Richard Tobias, of English, remembered students' responses to a question on his teaching evaluations last term: What grade do you expect to get in this course?

"Half of the students wrote that they were expecting to get an A," said Tobias. "The other half said they expected a B. I ended up giving several C's and two D's to that same group of students."

Tobias, a Pitt English department faculty member since 1957, said he's seeing more undergrads who, upon receiving a C on a paper, respond: "This is the first C I ever got in my life!"

David Pratt, a chemistry faculty member here for the last 32 years, said: "Many students today seem to believe, 'There's this safety net that is going to catch me, no matter what I do in class.' I think that's different from, say, 10 years ago.

"I have to be careful about this, because I'm going to sound like a grumpy old man," Pratt added. "It's just that I'm seeing more students whose high expectations aren't connected to reality. Occasionally, when I'm forced to fail a student, the student will say to me: 'What do you mean you're giving me an F? I didn't get an F!' "I'm not sure where this comes from, and I'm not being critical. It's just an observation. What's important about this, from the faculty point of view, is that we should be aware of these attitudes and make a greater effort to engage students into really thinking about the course material. It makes teaching more challenging."

Michael Kolar, a professor in mechanical engineering, said the attitude of today's students reflects a change in society. "I really believe the world is different from when I was growing up. Parents these days are having one, maybe two kids, and they lavish attention on them. That is the child's only experience. There isn't a sense of achievement apart from parents' praise, which may be exaggerated. They develop an expectation that their teachers will follow that pattern."

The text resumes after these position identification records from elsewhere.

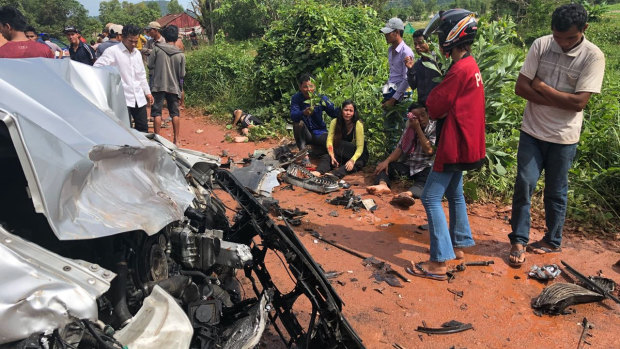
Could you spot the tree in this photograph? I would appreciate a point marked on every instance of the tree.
(418, 9)
(125, 13)
(204, 12)
(112, 12)
(175, 7)
(431, 6)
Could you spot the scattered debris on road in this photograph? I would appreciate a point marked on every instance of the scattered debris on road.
(449, 327)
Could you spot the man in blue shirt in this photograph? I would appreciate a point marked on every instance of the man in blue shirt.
(79, 51)
(419, 76)
(308, 124)
(397, 52)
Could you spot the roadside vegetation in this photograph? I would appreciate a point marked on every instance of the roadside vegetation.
(342, 46)
(257, 49)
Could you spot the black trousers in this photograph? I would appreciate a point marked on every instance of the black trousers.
(400, 169)
(172, 101)
(303, 137)
(138, 115)
(343, 152)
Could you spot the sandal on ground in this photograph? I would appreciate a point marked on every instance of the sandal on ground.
(542, 247)
(419, 271)
(308, 165)
(517, 254)
(402, 200)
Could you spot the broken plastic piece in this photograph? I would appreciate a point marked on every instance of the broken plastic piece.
(303, 178)
(545, 272)
(555, 298)
(607, 293)
(447, 328)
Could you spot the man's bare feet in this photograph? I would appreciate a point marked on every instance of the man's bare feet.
(517, 255)
(430, 270)
(379, 189)
(459, 253)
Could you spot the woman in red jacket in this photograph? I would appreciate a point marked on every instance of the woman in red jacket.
(458, 105)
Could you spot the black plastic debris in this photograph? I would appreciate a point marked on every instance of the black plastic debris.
(446, 328)
(585, 333)
(590, 284)
(349, 200)
(556, 298)
(545, 272)
(333, 274)
(301, 177)
(383, 272)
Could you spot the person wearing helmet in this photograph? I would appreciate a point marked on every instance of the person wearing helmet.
(560, 73)
(457, 103)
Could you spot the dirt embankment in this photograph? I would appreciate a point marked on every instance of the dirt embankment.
(496, 298)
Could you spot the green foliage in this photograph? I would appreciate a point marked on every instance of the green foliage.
(311, 36)
(350, 62)
(595, 10)
(51, 16)
(175, 7)
(241, 19)
(114, 11)
(218, 76)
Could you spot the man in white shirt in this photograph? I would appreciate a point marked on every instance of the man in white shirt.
(128, 60)
(559, 75)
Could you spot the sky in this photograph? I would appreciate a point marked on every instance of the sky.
(93, 5)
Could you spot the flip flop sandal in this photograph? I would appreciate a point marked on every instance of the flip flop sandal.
(538, 246)
(517, 254)
(423, 273)
(403, 201)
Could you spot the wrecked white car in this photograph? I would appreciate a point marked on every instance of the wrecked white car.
(110, 238)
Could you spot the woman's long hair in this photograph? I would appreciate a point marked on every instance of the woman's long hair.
(341, 131)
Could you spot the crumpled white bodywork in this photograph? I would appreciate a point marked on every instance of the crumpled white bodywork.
(87, 171)
(41, 291)
(160, 323)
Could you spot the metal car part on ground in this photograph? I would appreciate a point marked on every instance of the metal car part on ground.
(301, 177)
(82, 185)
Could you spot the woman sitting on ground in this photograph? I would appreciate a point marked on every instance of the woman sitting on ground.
(346, 149)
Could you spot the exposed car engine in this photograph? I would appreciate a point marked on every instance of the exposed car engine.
(172, 287)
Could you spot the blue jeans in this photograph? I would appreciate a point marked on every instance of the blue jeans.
(533, 156)
(444, 240)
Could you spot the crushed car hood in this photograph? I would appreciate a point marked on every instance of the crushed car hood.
(87, 171)
(40, 290)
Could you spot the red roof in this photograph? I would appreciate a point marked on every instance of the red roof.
(181, 20)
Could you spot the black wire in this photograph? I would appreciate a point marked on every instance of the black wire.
(240, 287)
(285, 267)
(99, 339)
(222, 202)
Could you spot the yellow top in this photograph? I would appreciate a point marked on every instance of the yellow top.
(358, 138)
(141, 41)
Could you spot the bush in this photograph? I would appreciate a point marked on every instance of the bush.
(219, 76)
(311, 36)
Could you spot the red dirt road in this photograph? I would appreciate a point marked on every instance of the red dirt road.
(496, 299)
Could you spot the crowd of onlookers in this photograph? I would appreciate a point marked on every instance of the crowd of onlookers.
(444, 133)
(126, 48)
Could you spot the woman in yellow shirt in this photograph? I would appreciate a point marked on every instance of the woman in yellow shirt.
(346, 150)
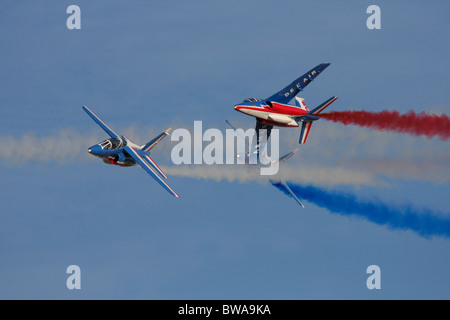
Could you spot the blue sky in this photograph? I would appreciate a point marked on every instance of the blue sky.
(144, 66)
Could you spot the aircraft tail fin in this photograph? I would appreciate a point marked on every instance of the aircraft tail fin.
(322, 107)
(306, 126)
(151, 144)
(299, 102)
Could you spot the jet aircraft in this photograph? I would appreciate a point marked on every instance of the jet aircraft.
(276, 110)
(119, 150)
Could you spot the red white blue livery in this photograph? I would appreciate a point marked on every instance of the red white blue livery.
(121, 151)
(276, 110)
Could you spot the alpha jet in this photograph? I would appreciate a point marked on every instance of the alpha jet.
(121, 151)
(276, 110)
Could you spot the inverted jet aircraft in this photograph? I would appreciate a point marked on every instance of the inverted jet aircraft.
(119, 150)
(276, 110)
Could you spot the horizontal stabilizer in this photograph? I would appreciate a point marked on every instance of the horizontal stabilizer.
(283, 186)
(322, 107)
(286, 94)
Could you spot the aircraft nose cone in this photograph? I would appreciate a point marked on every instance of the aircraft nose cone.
(95, 150)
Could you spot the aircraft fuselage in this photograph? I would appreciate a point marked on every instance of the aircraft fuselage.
(271, 113)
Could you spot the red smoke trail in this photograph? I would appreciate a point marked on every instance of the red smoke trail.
(429, 125)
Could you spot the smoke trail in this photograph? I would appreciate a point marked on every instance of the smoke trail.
(429, 125)
(424, 222)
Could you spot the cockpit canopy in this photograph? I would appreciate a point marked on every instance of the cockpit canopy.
(252, 100)
(112, 143)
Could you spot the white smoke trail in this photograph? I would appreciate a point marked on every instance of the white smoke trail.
(332, 155)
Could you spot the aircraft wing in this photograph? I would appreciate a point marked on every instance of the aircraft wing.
(306, 126)
(287, 156)
(285, 95)
(94, 117)
(282, 185)
(133, 153)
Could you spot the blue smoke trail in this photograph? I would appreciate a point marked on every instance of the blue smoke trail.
(424, 222)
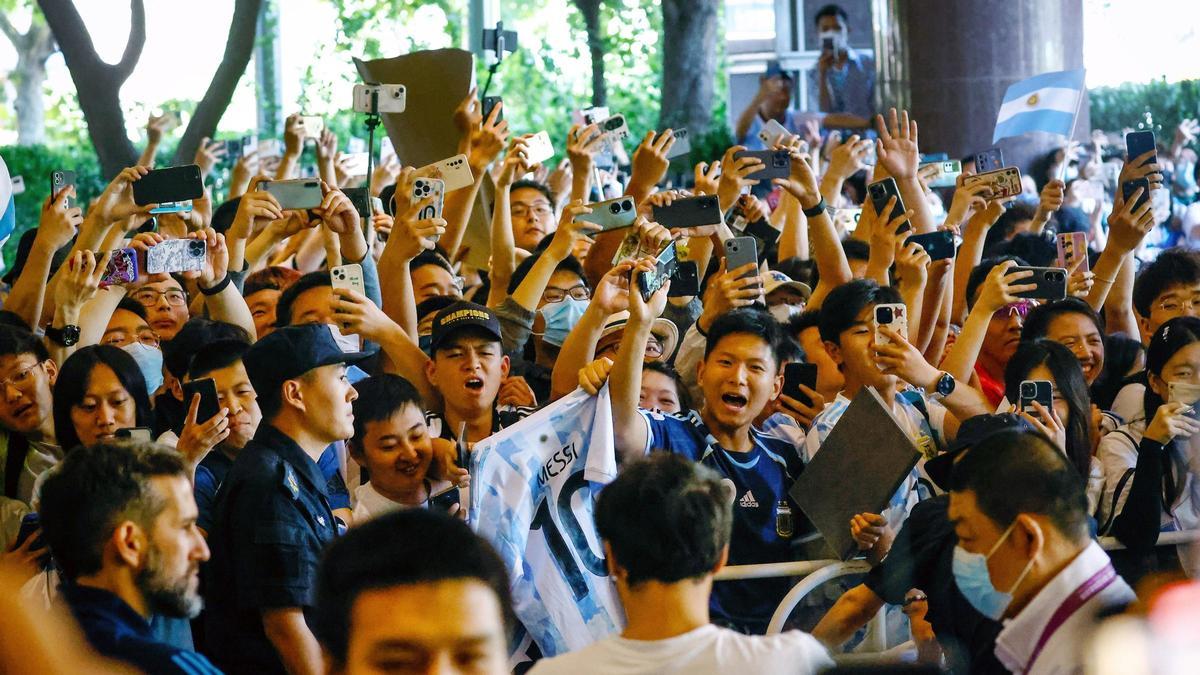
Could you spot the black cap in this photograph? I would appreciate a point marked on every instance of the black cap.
(460, 316)
(972, 431)
(292, 351)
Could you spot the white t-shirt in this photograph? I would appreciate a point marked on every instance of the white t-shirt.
(703, 651)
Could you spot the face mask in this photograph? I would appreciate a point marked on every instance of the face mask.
(149, 360)
(975, 581)
(561, 318)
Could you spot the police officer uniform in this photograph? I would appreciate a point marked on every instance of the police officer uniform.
(273, 517)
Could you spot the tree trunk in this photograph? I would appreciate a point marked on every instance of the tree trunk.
(689, 64)
(239, 46)
(99, 84)
(591, 11)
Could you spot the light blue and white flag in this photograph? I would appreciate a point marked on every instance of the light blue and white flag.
(532, 491)
(1045, 102)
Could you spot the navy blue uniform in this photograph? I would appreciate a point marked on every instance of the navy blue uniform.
(760, 479)
(271, 521)
(117, 631)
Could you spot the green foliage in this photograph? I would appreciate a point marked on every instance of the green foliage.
(1126, 106)
(35, 163)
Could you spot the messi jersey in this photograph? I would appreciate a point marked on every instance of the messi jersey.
(759, 481)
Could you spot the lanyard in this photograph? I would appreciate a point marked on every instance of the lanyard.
(1086, 591)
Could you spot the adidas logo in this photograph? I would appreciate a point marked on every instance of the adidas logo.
(748, 501)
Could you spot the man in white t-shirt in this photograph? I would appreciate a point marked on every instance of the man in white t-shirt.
(665, 523)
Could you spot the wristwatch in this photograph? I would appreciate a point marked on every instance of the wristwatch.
(67, 335)
(945, 386)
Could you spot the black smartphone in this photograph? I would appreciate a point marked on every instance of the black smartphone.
(1039, 390)
(59, 181)
(880, 192)
(689, 211)
(1050, 281)
(940, 245)
(796, 374)
(1131, 186)
(777, 163)
(1138, 143)
(174, 184)
(490, 105)
(209, 404)
(685, 280)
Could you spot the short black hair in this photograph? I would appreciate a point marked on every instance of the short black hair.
(1173, 267)
(745, 321)
(403, 548)
(95, 489)
(75, 377)
(289, 294)
(665, 518)
(379, 398)
(16, 341)
(843, 305)
(1015, 472)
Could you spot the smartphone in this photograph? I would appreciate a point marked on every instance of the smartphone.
(649, 282)
(424, 189)
(1051, 282)
(348, 276)
(1073, 251)
(177, 255)
(989, 160)
(207, 388)
(123, 268)
(1003, 183)
(455, 172)
(59, 181)
(772, 133)
(489, 105)
(295, 193)
(894, 316)
(880, 192)
(612, 214)
(796, 374)
(739, 251)
(682, 145)
(1140, 142)
(685, 281)
(1031, 390)
(689, 211)
(777, 163)
(174, 184)
(940, 245)
(143, 432)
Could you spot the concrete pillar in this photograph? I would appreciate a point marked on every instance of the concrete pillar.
(952, 60)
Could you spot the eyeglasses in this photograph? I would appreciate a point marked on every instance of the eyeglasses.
(149, 297)
(523, 210)
(1174, 305)
(1020, 308)
(558, 294)
(22, 378)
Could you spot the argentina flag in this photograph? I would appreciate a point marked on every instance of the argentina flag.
(1047, 102)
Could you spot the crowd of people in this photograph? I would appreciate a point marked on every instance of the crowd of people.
(313, 520)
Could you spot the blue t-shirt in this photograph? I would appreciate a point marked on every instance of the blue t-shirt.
(760, 481)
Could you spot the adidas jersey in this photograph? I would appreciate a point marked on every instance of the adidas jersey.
(760, 481)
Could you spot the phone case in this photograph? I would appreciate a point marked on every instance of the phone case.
(1005, 183)
(612, 214)
(123, 268)
(1051, 282)
(294, 195)
(177, 255)
(455, 172)
(174, 184)
(348, 276)
(425, 187)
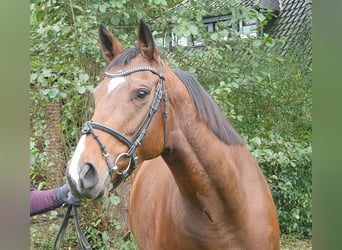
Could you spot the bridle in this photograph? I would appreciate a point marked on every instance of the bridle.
(139, 135)
(132, 144)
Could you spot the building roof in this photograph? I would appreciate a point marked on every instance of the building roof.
(263, 4)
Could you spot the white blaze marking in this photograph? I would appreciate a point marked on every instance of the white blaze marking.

Kolar, who has been at Pitt since 1986, said earlier generations of professors tended to be harder graders. "A few years back, when several of the engineering faculty took early retirement, I think we lost many of the hardest graders," he said. "We had one professor, who even won a teaching award, who was very tough. If he had a 9 a.m. class, he'd lock the door at 9 and not let anybody in, and he counted attendance toward the grade."

Professors said it can be tempting, even for senior faculty, to award higher-than-deserved grades. ("It's much more pleasant to run a class when you're handing out all A's and B's," Brumble observed.) Where students' "grade expectations" really threaten to produce grade inflation, they said, is among young, untenured faculty members.

"What really matters," Pratt said, "is being fair with students, making sure they understand what you expect of them and that you respect them. If you can do that, the grade issue should become less important. But that can be hard to communicate to a junior faculty member who doesn't have a track record and confronts these kinds of pressures" to award high grades.